Sick patients across the north-west of England will have to get themselves to A&E or take a taxi from GP surgeries, walk-in centres and care homes during this week’s ambulance strike.
In a letter on Monday, the North West Ambulance Service (NWAS) has warned GPs and hospitals that the loss of so many of its crews as a result of the pay dispute walkout will significantly restrict the service it can offer to the public.
That will mean that patients who are found to be unwell in a GP practice, walk-in centre, urgent treatment centre or care home and who need to seek help at A&E will have to rely on “immediate self-conveyance or taxi conveyance” rather than an ambulance.
An ambulance will come to take a patient to A&E only if they are confirmed to be having a cardiac arrest or if there is another immediate risk of them dying, it added.
NWAS’s letter is likely to heighten the already acute concern among NHS bosses that patients will be at much greater risk than usual of coming to harm, and even dying, because of the strike.
The disclosure of NWAS’s letter comes amid wrangling on Monday between the health secretary, Steve Barclay, and NHS trade unions over what level of cover ambulance staff should provide when they strike in England and Wales from midnight on Tuesday night to a minute before midnight on Wednesday.
The GMB intends to stage a second 24-hour stoppage on Wednesday 28 December.
Members of Unison, Unite and the GMB unions working in NHS ambulance services will go on strike on Wednesday in protest at the government’s pay award of ?1,400 for 2022-23 and ministers’ refusal to engage in negotiations about an improved deal.
The NWAS provides emergency and non-emergency ambulance services to 7 million people in Merseyside, Greater Manchester, Lancashire, Cumbria, Cheshire and Glossop in Derbyshire, an area of 5,400 sq miles.
In its letter, the NWAS has warned GPs, NHS trusts and providers of NHS 111 telephone advice services in its area that the two strikes “will see a large proportion of our workforce striking throughout the region”.
It added that while “we are taking steps to minimise the impact on the public and ensure we can respond to life-threatening emergencies during the periods of action.
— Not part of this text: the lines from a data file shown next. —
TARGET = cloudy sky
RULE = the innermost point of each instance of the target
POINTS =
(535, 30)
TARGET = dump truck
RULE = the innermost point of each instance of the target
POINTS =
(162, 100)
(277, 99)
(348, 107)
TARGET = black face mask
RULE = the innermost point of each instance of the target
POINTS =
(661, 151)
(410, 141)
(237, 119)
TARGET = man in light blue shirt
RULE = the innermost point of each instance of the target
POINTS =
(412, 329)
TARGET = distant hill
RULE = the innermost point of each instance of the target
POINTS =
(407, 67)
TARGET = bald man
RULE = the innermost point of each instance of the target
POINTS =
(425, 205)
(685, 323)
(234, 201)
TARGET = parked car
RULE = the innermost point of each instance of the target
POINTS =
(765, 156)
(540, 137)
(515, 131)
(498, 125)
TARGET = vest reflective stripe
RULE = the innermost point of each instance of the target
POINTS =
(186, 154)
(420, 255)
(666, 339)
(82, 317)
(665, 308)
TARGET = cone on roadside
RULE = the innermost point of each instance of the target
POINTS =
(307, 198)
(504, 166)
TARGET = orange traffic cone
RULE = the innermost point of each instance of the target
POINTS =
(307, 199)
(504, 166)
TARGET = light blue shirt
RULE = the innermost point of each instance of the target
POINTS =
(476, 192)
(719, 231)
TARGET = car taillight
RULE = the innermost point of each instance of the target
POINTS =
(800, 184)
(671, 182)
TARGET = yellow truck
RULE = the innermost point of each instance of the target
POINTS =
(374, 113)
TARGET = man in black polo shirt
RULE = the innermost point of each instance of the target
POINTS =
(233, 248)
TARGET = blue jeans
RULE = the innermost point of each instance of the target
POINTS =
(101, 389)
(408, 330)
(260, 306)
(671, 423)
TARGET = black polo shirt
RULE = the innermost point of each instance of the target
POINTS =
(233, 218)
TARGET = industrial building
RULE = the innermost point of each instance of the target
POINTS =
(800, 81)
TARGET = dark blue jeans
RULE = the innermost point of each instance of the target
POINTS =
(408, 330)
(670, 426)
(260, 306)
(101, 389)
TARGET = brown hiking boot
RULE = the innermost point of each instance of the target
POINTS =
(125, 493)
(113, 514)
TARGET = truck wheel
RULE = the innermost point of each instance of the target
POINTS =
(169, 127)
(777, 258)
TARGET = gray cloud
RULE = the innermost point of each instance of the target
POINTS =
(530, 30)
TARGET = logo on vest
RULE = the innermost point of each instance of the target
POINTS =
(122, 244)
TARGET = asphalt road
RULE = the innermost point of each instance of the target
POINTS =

However, we need you to be aware that there will be a significant and noticeable difference in the way we operate on 21 and 28 December.”
Although each strike is for one day, the impact on the availability of ambulances will last for three days, it warned. “We expect operational challenges to last for a further 48 hours, so our advice is to plan for 72 hours of disruption.”
Its letter also makes clear that it will not be able to help transport patients whom hospitals want to discharge, which NHS England has made clear is a major priority, to help free up beds ahead of the first strike, and that “volunteer drivers” and taxis will be needed.
NWAS has advised trusts in its area that they should “consider stepping up alternative providers to support discharge and other patients who may need transport for appointments, eg volunteer drivers, taxis and private ambulance providers”.
It is not clear if by “volunteer drivers” it is suggesting that friends, relatives, carers and neighbours should assist patients awaiting discharge or who need to get to a hospital appointment.
Unions have agreed that ambulance crews will respond to category one calls, which involve life or death emergencies and are the most serious types of 999 calls. However, there is as yet no agreement on whether they will also attend category two calls, which include suspected heart attacks and strokes, for which patients need urgent medical treatment, often in hospital.
NWAS’s letter made clear that on strike days it will also not be able to:
Transfer patients between hospitals except for kidney, cancer and palliative care appointments between today and Friday 23 December and again on 28 December.
Or ttransfer seriously unwell patients from intensive care units, high dependency units and coronary care units.
Its crews will still attend obstetric emergencies involving pregnant women and take them to hospital. However, mothers-to-be with less serious problems could also have to rely on taxis or get themselves there.
“Immediate self-conveyance or taxi conveyance will be advised in all other circumstances” [apart from obstetric emergencies],” the three-page letter adds.